The Court also found that it was not for it to decide whether Asklepios was correct in the arguments it made, on the basis that it was for the referring court alone to assess the facts and interpret its national law.

Ruling

Article 3 of Council Directive 2001/23/EC and Article 16 of the Charter of Fundamental Rights of the European Union, must be interpreted as meaning that, in the case of a transfer of a business, the continued observance of the rights and obligations of the transferor arising from a contract of employment extends to a clause which the transferor and the worker agreed pursuant to the principle of freedom of contract, by which their employment relationship is governed, not only by the collective agreement in force on the date of the transfer, but also by agreements subsequent to the transfer and which supplement it, amend it or replace it, provided national law provides for the possibility for the transferee to make adjustments both consensually and unilaterally.

Commentary on the case

Othmar K. Traber (partner with Ahlers & Vogel PartGmbB, Germany)

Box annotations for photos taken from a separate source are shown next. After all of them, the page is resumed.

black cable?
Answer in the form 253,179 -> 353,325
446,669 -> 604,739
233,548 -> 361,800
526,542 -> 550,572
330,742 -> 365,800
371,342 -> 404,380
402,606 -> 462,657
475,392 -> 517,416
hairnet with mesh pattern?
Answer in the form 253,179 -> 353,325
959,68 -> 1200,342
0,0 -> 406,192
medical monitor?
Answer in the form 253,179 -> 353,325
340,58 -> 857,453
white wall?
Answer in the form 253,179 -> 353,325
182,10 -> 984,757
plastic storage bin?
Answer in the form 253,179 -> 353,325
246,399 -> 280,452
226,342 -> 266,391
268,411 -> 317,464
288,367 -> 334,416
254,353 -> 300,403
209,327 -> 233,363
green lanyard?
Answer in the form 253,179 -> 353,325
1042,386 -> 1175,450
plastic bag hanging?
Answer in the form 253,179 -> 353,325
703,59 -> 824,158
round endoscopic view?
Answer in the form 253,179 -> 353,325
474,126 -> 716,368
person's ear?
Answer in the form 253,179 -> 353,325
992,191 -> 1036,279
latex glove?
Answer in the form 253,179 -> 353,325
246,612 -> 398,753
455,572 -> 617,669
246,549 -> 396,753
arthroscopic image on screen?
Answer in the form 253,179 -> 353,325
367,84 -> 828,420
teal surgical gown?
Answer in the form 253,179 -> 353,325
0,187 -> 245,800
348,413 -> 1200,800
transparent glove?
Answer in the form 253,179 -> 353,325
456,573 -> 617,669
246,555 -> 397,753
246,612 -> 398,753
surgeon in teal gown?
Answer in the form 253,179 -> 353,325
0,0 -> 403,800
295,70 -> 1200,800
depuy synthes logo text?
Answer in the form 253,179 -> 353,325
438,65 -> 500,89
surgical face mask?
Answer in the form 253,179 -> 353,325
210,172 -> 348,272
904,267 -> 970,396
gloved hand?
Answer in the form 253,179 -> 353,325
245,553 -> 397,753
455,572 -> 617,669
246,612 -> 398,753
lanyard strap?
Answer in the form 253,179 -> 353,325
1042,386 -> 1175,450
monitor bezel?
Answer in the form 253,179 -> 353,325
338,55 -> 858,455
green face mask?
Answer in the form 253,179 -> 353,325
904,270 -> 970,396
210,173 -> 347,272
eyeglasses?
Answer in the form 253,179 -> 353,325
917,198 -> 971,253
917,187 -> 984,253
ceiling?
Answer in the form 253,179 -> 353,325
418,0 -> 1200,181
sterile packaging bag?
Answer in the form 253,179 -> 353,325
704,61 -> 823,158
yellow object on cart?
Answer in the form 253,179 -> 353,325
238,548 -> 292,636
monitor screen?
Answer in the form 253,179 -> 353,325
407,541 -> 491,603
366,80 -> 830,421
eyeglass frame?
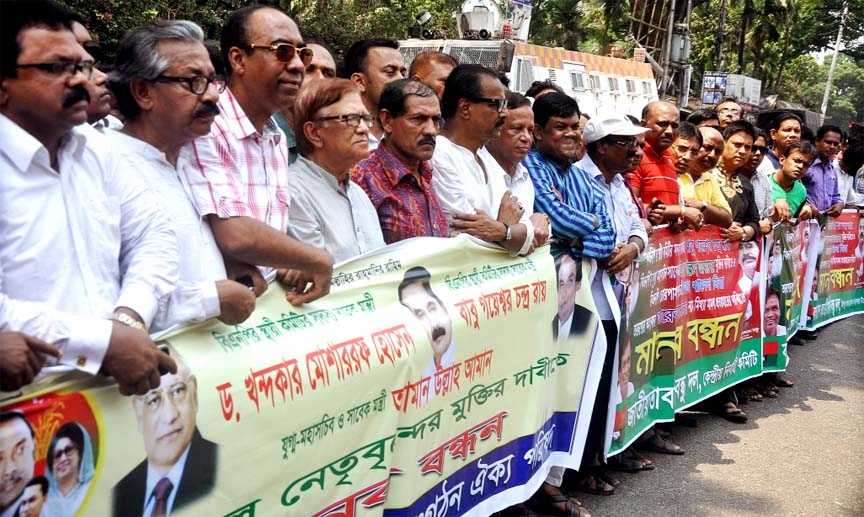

The court’s decision has caused disappointment among many lawyers in Germany who are often engaged in transactions where companies owned by state authorities are sold to private investors. Following the Alemo-Herron case and, more particularly, the opinion of Advocate General Yves Bot, it was expected that the ECJ would elaborate on his case-law on ‘dynamic’ referral clauses and their impact on transfers of undertakings and limit the effectiveness of such provisions to one year after the transaction (see opinion of Advocate General from January 19, 2017, recital 77 et. seqq.).

However, the very concisely and, in my view, convincing analysis of the Advocate General has, unfortunately, not been reflected in this judgment. The ECJ leaned towards the intended position of the referring court and held that German law meets both the critical legal prerequisites of Article 3 of Council Directive 2001/23/EC and Article 16 of the Charter. It will therefore be up to the transferee during negotiations with the transferor to work out whether it is possible to make an adjustment unilaterally by giving notice of dismissal with the option of reemployment on altered conditions – not including the ‘dynamic’ referral clause.

But frankly, the latter is not really an option, as the German courts have created extremely high hurdles to jump if an employer wants to unilaterally change the conditions of an employment contract. Generally speaking, to get rid of these clauses (and lower the wages), is only possible if the company is in severe financial difficulties and wants to avoid filing for insolvency based on a detailed rescue plan drawn up by chartered accountants. That may work for transfers of undertakings done in the teeth of pending insolvency proceedings – but not for normal transfers. It is actually pretty unlikely that a transferee would, on the one hand, be able to purchase the assets of a company and on the other, be facing severe financial problems threatening insolvency on the other.

The referring court was very clever in influencing the ECJ’s decision with the wording of its question. It opened the door for the ECJ to not force the German courts to change their settled case law. But it is a pity that Asklepios’ attempt during the preliminary ruling proceedings to challenge the effectiveness of making adjustments was greeting with a simple statement by the Court that this needed to be decided by the national courts.

With this ruling the ECJ has crystalised a situation in which there is no realistic way in Germany to make adjustments even if the transferee has no opportunity to take part in future negotiations on collective agreements to which a ‘dynamic’ contractual clause refers. This puts businesses investing in Germany in a much more uncomfortable position than, for instance, competitors running their business in the UK, where Alemo-Herron will still apply.